This answer may be a little more than you wanted!

The key and essential parts of any scientific experiment are reasonably simple to state, but often difficult to carry out.

The first, and hardest part is to frame a question that is both unambiguously answerable and significant. This is generally not done 'out of the blue' but requires thoughtful consideration and knowledge of the system under study.

Research is necessary to discover what is already known about the system and what remains to be known. Research is done primarily by reading the published work of others and thinking about their observations.

Once you are familiar with a system, you may be able to form a working hypothesis. This is an assumption of how the system works. It is not really important whether it is right or wrong, but whether it is logical and can be tested.

Experiments generally take one of two forms: observational or manipulative.

In an observational experiment, such as is common in astronomy, your hypothesis enables you to make a prediction. Look at this region of the sky with this type of instrument and you will make the following measurement.

The more accurate your predication, the more reason you will have to believe that your original hypothesis was correct. The more unexpected your prediction, the more impact it will have.

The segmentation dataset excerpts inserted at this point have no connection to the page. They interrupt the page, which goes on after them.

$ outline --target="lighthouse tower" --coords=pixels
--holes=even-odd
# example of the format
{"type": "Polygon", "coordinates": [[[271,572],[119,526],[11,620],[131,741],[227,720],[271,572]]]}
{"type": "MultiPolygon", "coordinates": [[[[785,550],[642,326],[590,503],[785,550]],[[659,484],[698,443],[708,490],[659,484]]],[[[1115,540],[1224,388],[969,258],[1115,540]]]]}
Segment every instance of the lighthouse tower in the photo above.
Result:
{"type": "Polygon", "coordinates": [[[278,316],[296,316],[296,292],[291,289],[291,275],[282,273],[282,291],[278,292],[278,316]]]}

If your observations do not agree with your predictions, then either there is something wrong with your hypothesis or with your measurements. You perform controls (see below) to determine which is the case.

In a manipulative experiment, you attempt to perturb the system is a specific manner. Based on your hypothesis, you predict that such a perturbation will produce a specific response in the system. You use instruments to determine whether the system shows the expected behavior.

Again controls are used determine whether you actually perturbed the system in the manner you thought you did and whether the response of the system was specific to the perturbation you introduced.

The more accurately you predict the response of the system, and the more accurately your measurements conform that the prediction, the more support your hypothesis receives.

If the system does not respond as your hypothesis predicts, either you did not actually do what you thought you did, you did not accurately measure the system's response, or your hypothesis does not accurately describe the system.

Controls come in two types. Positive control experiments determine whether your manipulation of the system produced the effect you expect. For example, assume you want to test whether an specific antibiotic kills a newly identified type of organism. An important positive control would be confirm that your sample of the antibiotic is active, that it can kill organisms you already know are sensitive to it. In an observational experiment, a positive control would determine that the instrument you are using produces accurate and reproducible measurements. This is typically done using "standards", samples whose level of the quality to be measured is known.

Negative control experiments try to isolate the change in the system to a single variable. Suppose you are using an chemical in your experiments. The chemical must be dissolved in ethanol and then applied to the skin. A negative control experiment, would test whether applying ethanol alone to the skin leads to the same effect as ethanol plus drug.

In studies of drug effects on humans one also has to take into account the often subconscious perceptions of both patients and researchers. If, for example, a person is feeling depressed you only know whether a drug that you think will acts as an anti-depressant (your hypothesis) actually works by asking or observing the patient. If the patient thinks they are getting an effective drug, they may feel better whether the drug is effective or not - this is known as the placebo effect. If the researcher thinks that the drug should make the patient feel better, that preconception may bias their evaluation of patient.

To control for these effects, the most accurate drug experiments are performed "double-blind". Neither the researcher nor the patient receiving the drug know whether they are actually getting the drug to be tested or a inert substitute (a placebo). To work, the placebo needs to be made to look exactly like the drug -- if the drug is a blue and triangular pill, so is the placebo. Only after the study is over is the data decoded to determine which patients received the drug and which the placebo.

In medicine controls are critical and sometimes problematic. Imagine a surgical procedure that has been proposed to cure a particular disease (the hypothesis). To determine whether it actually works, a neurosurgeon must opens the skull and perform the procedure. But what if just opening the skull produces the same effect? To test this, a group of patient's should be subjected to a 'mock' version of the operation - their skull will be opened, left open for the time it take to perform the procedure, but no procedure will actually be performed.

In the end, the validity of a particular experiment depends upon the controls performed, the accuracy of the hypothesis' predications and the accuracy of the measurements made. If everythingf is done well, the hypothesis will either be confirmed, revised or rejected and new hypothesis and predictions made and tested.